What is the cofficient of Cr^2+?

Answer 1

`2Cr^(2+)`

Explanation:

Start by finding what has been oxidized and what has bee reduced by inspecting the oxidation numbers:

In this case:
`Cr^(2+)(aq) -> Cr^(3+)(aq)`
Is the oxidation
and
`SO_4^(2-)(aq) -> H_2SO_3(aq)`
is the reduction
Start by balancing the half equations for oxygen by adding water:

`SO_4^(2-)(aq) -> H_2SO_3(aq) + H_2O(l)`
(Only the reduction includes oxygen)

Now balance hydrogen by adding protons:

`4H^(+)(aq)+SO_4^(2-)(aq) ->H_2SO_3(aq) + H_2O(l)`
(again, only the reduction involves hydrogen)

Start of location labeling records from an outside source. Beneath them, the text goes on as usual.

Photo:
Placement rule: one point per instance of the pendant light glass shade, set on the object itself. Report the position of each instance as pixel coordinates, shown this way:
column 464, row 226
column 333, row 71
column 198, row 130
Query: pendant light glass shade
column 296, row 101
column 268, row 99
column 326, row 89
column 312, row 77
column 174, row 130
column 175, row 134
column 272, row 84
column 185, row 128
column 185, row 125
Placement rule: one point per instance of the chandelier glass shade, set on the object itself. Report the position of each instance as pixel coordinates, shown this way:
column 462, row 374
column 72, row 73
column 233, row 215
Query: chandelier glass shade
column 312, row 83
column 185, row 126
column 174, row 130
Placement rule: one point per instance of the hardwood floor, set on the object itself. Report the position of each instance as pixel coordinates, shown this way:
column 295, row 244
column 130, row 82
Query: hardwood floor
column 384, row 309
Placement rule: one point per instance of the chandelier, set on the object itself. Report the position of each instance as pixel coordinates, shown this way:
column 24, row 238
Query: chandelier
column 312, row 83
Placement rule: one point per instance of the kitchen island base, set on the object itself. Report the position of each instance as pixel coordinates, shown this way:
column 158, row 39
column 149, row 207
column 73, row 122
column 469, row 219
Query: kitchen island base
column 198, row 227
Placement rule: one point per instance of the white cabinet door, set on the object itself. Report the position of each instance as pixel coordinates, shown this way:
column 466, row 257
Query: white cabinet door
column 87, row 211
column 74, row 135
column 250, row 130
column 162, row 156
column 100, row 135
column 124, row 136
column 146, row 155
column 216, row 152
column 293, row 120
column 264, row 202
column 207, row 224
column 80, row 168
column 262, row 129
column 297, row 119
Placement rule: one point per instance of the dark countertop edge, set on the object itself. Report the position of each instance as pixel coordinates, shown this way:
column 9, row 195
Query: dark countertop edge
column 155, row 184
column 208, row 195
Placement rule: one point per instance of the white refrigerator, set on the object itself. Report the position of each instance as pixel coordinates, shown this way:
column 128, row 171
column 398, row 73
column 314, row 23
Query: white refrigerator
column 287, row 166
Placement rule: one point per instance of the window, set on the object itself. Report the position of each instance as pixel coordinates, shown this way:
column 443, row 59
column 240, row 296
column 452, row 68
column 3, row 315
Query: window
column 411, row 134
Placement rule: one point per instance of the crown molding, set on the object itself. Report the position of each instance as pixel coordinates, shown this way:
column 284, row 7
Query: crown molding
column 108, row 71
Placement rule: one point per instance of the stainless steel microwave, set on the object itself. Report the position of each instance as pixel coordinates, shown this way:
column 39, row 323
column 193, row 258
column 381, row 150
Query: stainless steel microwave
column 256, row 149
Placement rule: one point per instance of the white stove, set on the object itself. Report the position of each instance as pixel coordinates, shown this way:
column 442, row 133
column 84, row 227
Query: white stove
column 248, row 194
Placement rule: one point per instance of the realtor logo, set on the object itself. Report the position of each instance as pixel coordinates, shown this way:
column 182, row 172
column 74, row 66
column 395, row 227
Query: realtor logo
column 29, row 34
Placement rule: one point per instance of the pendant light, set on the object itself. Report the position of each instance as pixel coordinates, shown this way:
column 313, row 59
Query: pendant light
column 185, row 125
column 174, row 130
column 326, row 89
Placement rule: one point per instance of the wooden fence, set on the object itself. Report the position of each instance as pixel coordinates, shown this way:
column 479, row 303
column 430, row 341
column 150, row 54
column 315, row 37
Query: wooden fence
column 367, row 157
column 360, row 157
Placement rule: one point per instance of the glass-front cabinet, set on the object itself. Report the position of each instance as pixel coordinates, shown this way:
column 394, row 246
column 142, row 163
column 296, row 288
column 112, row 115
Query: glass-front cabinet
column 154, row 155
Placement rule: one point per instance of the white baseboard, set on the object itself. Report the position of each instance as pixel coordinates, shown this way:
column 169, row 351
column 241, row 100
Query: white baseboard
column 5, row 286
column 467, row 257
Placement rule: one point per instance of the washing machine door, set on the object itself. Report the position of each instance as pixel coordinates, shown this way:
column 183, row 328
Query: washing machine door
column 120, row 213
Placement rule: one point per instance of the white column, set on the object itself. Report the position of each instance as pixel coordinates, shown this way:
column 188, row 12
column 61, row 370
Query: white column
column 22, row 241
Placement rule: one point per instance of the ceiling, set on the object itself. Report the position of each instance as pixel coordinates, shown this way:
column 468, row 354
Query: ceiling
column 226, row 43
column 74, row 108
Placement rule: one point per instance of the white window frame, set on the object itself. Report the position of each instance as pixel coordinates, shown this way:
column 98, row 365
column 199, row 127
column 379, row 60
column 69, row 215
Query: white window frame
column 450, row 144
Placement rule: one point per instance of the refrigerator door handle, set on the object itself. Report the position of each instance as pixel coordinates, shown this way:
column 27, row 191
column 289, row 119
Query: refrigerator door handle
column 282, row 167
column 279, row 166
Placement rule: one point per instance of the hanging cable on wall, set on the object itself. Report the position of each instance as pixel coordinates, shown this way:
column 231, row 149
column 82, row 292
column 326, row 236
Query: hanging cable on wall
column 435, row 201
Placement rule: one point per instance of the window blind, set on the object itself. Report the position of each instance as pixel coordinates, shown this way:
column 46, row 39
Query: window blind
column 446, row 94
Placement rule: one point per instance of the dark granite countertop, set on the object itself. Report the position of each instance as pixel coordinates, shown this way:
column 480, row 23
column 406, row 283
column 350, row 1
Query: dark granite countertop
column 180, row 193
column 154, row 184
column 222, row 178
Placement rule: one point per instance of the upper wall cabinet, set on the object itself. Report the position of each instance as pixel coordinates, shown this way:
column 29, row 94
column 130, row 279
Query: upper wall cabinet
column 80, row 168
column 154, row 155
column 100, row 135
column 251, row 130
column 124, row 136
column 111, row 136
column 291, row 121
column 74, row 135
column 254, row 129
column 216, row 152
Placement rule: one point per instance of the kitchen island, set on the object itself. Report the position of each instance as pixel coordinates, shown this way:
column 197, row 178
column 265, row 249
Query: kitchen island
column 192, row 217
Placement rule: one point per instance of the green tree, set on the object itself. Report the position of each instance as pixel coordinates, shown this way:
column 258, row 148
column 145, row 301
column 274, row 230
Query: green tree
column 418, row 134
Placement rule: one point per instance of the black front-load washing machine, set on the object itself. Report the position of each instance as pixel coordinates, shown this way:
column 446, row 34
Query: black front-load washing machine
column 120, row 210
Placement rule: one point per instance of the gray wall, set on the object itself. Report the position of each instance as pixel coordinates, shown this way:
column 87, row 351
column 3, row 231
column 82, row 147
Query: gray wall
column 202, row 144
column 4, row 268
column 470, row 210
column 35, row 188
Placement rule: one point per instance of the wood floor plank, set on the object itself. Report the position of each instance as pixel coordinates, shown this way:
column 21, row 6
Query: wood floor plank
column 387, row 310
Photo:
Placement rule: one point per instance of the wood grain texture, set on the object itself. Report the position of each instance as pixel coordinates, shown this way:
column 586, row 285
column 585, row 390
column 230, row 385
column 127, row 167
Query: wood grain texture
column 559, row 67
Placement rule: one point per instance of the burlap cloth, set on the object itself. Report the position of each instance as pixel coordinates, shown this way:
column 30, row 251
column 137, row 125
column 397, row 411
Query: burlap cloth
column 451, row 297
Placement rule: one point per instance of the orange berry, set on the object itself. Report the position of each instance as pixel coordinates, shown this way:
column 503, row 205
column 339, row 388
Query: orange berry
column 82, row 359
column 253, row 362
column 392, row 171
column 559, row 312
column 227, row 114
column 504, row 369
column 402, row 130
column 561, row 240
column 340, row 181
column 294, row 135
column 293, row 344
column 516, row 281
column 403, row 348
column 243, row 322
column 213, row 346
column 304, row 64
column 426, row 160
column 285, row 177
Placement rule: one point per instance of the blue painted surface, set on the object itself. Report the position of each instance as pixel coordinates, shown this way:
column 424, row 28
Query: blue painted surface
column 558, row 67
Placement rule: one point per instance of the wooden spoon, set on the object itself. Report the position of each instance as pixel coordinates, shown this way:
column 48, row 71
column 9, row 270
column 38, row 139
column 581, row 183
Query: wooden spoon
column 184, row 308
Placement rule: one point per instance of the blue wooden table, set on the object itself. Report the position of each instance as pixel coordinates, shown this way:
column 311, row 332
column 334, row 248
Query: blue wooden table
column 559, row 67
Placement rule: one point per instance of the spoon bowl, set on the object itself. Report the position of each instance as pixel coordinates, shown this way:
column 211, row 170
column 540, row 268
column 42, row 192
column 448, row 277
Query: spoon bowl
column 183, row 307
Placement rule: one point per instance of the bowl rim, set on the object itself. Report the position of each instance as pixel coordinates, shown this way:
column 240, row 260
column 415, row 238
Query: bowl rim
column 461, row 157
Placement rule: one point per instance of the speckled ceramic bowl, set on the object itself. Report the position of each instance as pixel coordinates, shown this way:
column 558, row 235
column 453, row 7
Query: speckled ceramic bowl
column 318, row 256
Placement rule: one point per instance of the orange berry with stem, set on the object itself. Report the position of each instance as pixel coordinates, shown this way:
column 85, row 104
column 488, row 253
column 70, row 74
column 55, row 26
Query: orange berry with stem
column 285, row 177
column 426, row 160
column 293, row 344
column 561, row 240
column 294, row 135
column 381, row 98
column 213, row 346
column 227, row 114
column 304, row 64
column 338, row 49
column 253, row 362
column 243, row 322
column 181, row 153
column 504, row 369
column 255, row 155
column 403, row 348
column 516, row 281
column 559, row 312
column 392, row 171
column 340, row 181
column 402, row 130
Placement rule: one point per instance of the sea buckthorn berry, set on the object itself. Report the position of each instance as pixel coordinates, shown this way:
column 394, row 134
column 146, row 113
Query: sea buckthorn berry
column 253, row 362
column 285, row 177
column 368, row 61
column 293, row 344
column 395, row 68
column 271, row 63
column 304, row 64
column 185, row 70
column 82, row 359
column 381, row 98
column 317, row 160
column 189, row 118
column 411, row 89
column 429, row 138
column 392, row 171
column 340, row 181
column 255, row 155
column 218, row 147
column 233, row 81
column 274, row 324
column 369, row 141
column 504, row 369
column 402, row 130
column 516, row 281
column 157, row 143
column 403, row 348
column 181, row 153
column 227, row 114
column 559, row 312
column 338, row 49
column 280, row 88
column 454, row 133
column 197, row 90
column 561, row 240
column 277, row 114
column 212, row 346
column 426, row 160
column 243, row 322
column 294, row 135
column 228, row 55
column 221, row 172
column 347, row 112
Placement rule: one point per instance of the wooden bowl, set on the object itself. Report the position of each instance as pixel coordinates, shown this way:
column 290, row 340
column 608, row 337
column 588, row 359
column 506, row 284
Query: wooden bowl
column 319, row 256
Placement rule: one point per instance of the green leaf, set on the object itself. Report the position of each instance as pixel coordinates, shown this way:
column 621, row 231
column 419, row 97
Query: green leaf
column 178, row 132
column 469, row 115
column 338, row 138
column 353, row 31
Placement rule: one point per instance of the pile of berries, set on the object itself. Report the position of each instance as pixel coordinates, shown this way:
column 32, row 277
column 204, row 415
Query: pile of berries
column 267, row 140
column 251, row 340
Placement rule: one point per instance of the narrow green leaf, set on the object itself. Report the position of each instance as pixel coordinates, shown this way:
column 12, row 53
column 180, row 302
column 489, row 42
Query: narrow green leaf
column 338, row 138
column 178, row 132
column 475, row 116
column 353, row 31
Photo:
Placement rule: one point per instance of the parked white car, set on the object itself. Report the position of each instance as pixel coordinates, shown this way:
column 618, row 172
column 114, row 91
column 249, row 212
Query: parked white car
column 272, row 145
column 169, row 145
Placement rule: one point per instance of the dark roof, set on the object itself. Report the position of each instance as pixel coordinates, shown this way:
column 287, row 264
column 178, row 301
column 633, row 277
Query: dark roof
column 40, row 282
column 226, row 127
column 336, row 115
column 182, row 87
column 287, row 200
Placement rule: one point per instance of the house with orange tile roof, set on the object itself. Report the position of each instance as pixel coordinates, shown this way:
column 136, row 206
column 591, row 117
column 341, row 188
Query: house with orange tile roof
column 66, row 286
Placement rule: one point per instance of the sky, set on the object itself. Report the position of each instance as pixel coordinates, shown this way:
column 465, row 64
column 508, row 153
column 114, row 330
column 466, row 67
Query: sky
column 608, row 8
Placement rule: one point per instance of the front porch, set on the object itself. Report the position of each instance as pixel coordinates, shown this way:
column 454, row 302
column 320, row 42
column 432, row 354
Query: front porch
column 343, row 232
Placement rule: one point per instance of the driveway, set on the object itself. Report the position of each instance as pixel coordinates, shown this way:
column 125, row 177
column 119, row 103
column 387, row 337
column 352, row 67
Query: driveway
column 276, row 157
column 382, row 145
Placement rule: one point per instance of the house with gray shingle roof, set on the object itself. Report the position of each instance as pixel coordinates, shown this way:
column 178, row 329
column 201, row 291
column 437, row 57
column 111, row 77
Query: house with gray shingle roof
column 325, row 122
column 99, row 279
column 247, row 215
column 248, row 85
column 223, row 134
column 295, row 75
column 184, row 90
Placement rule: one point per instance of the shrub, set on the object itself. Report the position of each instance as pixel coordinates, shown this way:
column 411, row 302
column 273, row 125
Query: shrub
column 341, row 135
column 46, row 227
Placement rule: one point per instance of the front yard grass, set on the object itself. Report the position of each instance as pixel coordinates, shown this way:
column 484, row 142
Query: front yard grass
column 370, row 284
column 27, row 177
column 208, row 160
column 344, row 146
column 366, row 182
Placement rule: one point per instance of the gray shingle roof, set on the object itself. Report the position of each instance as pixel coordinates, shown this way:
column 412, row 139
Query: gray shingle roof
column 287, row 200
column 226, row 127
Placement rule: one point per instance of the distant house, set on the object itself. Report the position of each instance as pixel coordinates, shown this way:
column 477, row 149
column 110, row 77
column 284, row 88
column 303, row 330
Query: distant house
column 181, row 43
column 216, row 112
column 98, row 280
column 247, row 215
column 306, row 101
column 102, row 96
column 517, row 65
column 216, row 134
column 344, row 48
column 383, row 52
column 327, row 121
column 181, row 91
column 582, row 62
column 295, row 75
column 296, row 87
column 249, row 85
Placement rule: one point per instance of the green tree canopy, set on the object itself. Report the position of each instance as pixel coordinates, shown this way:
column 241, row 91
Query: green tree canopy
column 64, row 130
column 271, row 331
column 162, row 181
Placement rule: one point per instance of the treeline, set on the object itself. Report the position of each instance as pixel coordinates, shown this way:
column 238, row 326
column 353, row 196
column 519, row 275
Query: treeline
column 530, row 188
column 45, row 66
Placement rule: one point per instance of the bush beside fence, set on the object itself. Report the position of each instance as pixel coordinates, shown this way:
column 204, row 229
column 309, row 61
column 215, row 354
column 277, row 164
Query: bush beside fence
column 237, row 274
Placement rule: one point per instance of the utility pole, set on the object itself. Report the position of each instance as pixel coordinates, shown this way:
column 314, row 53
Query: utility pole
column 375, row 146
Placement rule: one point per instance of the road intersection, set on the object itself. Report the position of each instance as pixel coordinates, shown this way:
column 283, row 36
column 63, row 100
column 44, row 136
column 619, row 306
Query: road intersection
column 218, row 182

Now balance each half-equation for charge by adding electrons to the more positive side:
`Cr^(2+) -> Cr^(3+) + e^-`

`4H^(+)+SO_4^(2-)(aq)+2e^- -> H_2SO_3(aq) + H_2O(l)`

And to equalize the electrons, multiply the whole half equation with the least electrons by an integer to equal the other half-equation in the number of electrons, thereby balancing the electrons on both sides of the equation:

`2Cr^(2+) -> 2Cr^(3+) + 2e^-`

Now combine everything and remove the electrons (as they in equal amounts on both sides they can be canceled in this step - otherwise just simplify as far as possible)

`4H^(+)(aq)+SO_4^(2-)(aq)+2Cr^(2+)(aq) -> 2Cr^(3+)(aq)+H_2SO_3(aq) + H_2O(l)`

Now the equation is balanced and we can see that the coefficient to `Cr^(2+)` is 2.